Le creazioni del duo italo-belga Vincenzo Carta e Benjamin Vandewalle sono un luogo di interrogazione dei paradigmi della rappresentazione che consuma l’azione performativa su di un piano essenzialmente percettivo posizionando lo spettatore di fronte a un corpo scritto nello spazio. I lavori del duo formatosi a Pars e in un pieno di esperienze europee, non mostrano una vera e propria scrittura coreografica, ma fanno sì che il corpo, non un luogo di scrittura, sia piuttosto il fatto stesso che si scrive. We-go – creazione nata nel 2005 che ha dato il nome alla formazione – è proprio un dispositivo analogico della visione che fa del corpo la propria scrittura. Due figure nello spazio vuoto, bianco. Non parlano. Stanno in contatto senza toccarsi. Nessuna traccia sonora. Solo il ritmo vagamente militare dei passi e l’eco ottuso dello strofinio di lunghe gonne nere. I corpi si spaziano agendo una sintassi basica che fa uso di tutte le figure di ripetizione. Il loro gesto performativo si configura come una serie di algoritmi iterati in traiettorie circolari in cui sperimentare la funzionalità dei nessi di relazione tra i corpi come ascolto a distanza. Dentro questi moti di rotazione e di rivoluzione compiuti dalle figure si genera via via un dinamismo dello sguardo che trasforma il luogo della rappresentazione in un campo di tensioni centripete e centrifughe.
L’occhio dello spettatore è indotto in quel gioco dell’iterazione simultanea dei corpi, nei minimi sfasamenti della sincronia come in un viaggio sensoriale che si colloca nella frizione tra la forza d’inerzia che induce alla rotazione continua e l’impeto di rottura e di trasformazione della stessa che innesca processi di modificazione ritmica nella partitura rotante.

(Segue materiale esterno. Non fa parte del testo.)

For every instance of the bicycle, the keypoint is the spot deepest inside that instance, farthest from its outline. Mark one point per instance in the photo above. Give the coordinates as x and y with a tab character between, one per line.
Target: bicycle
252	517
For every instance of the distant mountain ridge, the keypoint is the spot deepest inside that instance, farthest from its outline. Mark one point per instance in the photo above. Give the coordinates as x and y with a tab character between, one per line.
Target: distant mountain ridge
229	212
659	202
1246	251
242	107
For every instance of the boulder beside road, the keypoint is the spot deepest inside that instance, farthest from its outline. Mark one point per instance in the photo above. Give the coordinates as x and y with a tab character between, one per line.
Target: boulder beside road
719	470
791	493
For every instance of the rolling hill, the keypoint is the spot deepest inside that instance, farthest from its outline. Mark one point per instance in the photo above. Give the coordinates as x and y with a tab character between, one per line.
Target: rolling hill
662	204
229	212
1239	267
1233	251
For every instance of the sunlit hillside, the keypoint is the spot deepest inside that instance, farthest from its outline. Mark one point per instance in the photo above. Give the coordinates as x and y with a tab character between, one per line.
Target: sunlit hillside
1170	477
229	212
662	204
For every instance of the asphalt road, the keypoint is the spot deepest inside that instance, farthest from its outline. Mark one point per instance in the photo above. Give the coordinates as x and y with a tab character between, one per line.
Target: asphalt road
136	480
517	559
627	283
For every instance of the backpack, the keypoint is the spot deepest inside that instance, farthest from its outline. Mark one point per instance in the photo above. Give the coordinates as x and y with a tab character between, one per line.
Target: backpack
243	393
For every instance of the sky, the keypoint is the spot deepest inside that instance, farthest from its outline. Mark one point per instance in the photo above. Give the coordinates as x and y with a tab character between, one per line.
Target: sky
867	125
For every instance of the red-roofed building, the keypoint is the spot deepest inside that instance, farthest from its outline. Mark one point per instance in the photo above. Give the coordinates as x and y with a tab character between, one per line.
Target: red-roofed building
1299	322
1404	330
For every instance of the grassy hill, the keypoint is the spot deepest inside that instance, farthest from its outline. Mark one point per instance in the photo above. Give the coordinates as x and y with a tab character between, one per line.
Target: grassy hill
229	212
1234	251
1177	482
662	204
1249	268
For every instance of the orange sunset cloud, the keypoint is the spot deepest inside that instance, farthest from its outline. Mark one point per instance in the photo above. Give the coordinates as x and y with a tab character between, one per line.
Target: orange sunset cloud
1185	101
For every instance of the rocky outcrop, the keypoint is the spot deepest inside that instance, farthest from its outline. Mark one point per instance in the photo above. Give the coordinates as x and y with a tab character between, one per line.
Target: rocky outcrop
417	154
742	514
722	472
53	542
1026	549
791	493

We-go finisce così per disciplinare il tempo in un’apnea percettiva che ci spinge, bramosi cacciatori di omologie e analogie, a porre un legame più che occasionale con le tecniche sufi. Sebbene i due artisti utilizzino i meccanismi iterativi propri di certe pratiche rituali, il richiamo così ortodosso nell’immaginario allo stato di trance, ma così eretico nelle premesse ideative colloca questi novelli whiriling dentro uno spazio assolutamente laico e artificiale. Le traiettorie circolari, ellittiche si spezzano, l’andatura si normalizza in linee oblique, ma d’improvviso il ritmo si riassesta per tempi ed intensità nei modi di quell’atto motorio ciclico che implica costanza e plasticità, permanenza e mutamento in un effetto cumulativo che porta lo spettatore come a girare egli stesso, in una cornice di luce che progressivamente e quasi impercettibile aumenta fino al suo apice.
Ma un altro aspetto va preso in considerazione della ricerca di Carta e Vandewalle che colloca sulla stessa scia We-go e Unspoken, la nuova creazione di cui si è visto un primissimo studio nella scorsa edizione del festival di Santarcangelo. È la modalità relativa alla creazione stessa dell’opera che nasce in assenza di comunicazione verbale tra i due performer. Si tratta di un modo radicale per investigare un grado zero della comunicazione fisica, una volta posto in epokè il proprio agire si è costretti alla ricerca di un equilibrio altro di forme e forze.